Science-Watching: Forecasting New Diseases in Low-Data Settings Using Transfer Learning

[from London Mathematical Laboratory]

by Kirstin Roster, Colm Connaughton & Francisco A. Rodrigues


Recent infectious disease outbreaks, such as the COVID-19 pandemic and the Zika epidemic in Brazil, have demonstrated both the importance and difficulty of accurately forecasting novel infectious diseases. When new diseases first emerge, we have little knowledge of the transmission process, the level and duration of immunity to reinfection, or other parameters required to build realistic epidemiological models. Time series forecasts and machine learning, while less reliant on assumptions about the disease, require large amounts of data that are also not available in early stages of an outbreak. In this study, we examine how knowledge of related diseases can help make predictions of new diseases in data-scarce environments using transfer learning. We implement both an empirical and a synthetic approach. Using data from Brazil, we compare how well different machine learning models transfer knowledge between two different dataset pairs: case counts of (i) dengue and Zika, and (ii) influenza and COVID-19. In the synthetic analysis, we generate data with an SIR model using different transmission and recovery rates, and then compare the effectiveness of different transfer learning methods. We find that transfer learning offers the potential to improve predictions, even beyond a model based on data from the target disease, though the appropriate source disease must be chosen carefully. While imperfect, these models offer an additional input for decision makers for pandemic response.

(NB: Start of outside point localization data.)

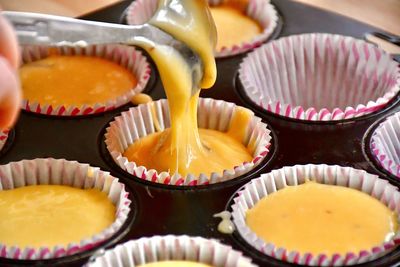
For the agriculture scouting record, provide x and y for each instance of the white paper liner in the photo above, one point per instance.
(320, 77)
(3, 138)
(125, 56)
(179, 248)
(268, 183)
(385, 144)
(262, 11)
(138, 122)
(62, 172)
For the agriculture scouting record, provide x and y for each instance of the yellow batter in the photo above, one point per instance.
(233, 26)
(223, 152)
(49, 215)
(320, 218)
(180, 148)
(74, 80)
(175, 264)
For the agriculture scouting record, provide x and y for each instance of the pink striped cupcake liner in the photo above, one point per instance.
(3, 138)
(262, 11)
(385, 144)
(70, 173)
(319, 77)
(271, 182)
(171, 248)
(125, 56)
(138, 122)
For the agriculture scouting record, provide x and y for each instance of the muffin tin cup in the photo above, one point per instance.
(271, 182)
(262, 11)
(125, 56)
(385, 144)
(177, 248)
(319, 77)
(138, 122)
(69, 173)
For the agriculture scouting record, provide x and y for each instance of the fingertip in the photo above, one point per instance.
(10, 95)
(9, 45)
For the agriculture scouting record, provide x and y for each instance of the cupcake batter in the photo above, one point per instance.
(180, 149)
(233, 26)
(320, 218)
(49, 215)
(175, 264)
(74, 80)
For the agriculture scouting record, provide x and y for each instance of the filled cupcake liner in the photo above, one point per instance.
(262, 11)
(125, 56)
(138, 122)
(271, 182)
(70, 173)
(3, 138)
(385, 144)
(177, 248)
(319, 77)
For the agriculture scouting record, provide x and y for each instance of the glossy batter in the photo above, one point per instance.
(49, 215)
(222, 152)
(320, 218)
(74, 80)
(233, 26)
(180, 148)
(175, 264)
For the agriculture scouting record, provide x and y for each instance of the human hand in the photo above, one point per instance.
(10, 91)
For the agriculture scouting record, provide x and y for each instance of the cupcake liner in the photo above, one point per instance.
(3, 138)
(138, 122)
(268, 183)
(385, 144)
(125, 56)
(69, 173)
(179, 248)
(262, 11)
(319, 77)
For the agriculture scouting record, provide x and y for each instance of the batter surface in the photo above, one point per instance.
(74, 80)
(233, 26)
(49, 215)
(320, 218)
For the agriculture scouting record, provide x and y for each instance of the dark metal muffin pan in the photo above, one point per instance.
(161, 210)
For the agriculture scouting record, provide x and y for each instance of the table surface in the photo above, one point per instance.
(383, 14)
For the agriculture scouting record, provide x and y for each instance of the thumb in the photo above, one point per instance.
(10, 95)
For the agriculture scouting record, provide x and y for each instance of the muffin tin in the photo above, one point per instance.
(163, 209)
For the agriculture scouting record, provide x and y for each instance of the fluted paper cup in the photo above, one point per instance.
(268, 183)
(171, 248)
(138, 122)
(125, 56)
(385, 144)
(262, 11)
(69, 173)
(319, 77)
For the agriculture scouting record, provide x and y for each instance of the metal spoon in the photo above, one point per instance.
(49, 30)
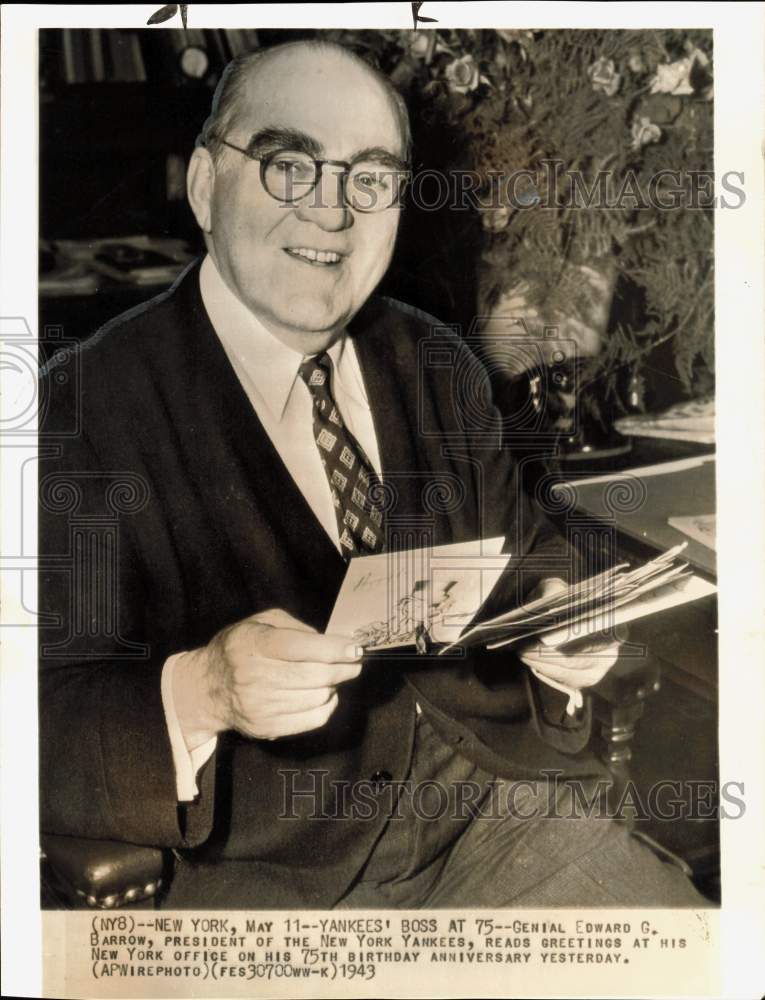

Epidemic models can be divided into two broad categories: data-driven models aim to fit an epidemic curve to past data in order to make predictions about the future; mechanistic models simulate scenarios based on different underlying assumptions, such as varying contact rates or vaccine effectiveness. Both model types aid in the public health response: forecasts serve as an early warning system of an outbreak in the near future, while mechanistic models help us better understand the causes of spread and potential remedial interventions to prevent further infections. Many different data-driven and mechanistic models were proposed during the early stages of the COVID-19 pandemic and informed decision-making with varying levels of success. This range of predictive performance underscores both the difficulty and importance of epidemic forecasting, especially early in an outbreak. Yet the COVID-19 pandemic also led to unprecedented levels of data-sharing and collaboration across disciplines, so that several novel approaches to epidemic forecasting continue to be explored, including models that incorporate machine learning and real-time big data data streams. In addition to the COVID-19 pandemic, recent infectious disease outbreaks include Zika virus in Brazil in 2015, Ebola virus in West Africa in 2014–16, Middle East respiratory syndrome (MERS) in 2012, and coronavirus associated with severe acute respiratory syndrome (SARS-CoV) in 2003. This trajectory suggests that further improvements to epidemic forecasting will be important for global public health. Exploring the value of new methodologies can help broaden the modeler’s toolkit to prepare for the next outbreak. In this study, we consider the role of transfer learning for pandemic response.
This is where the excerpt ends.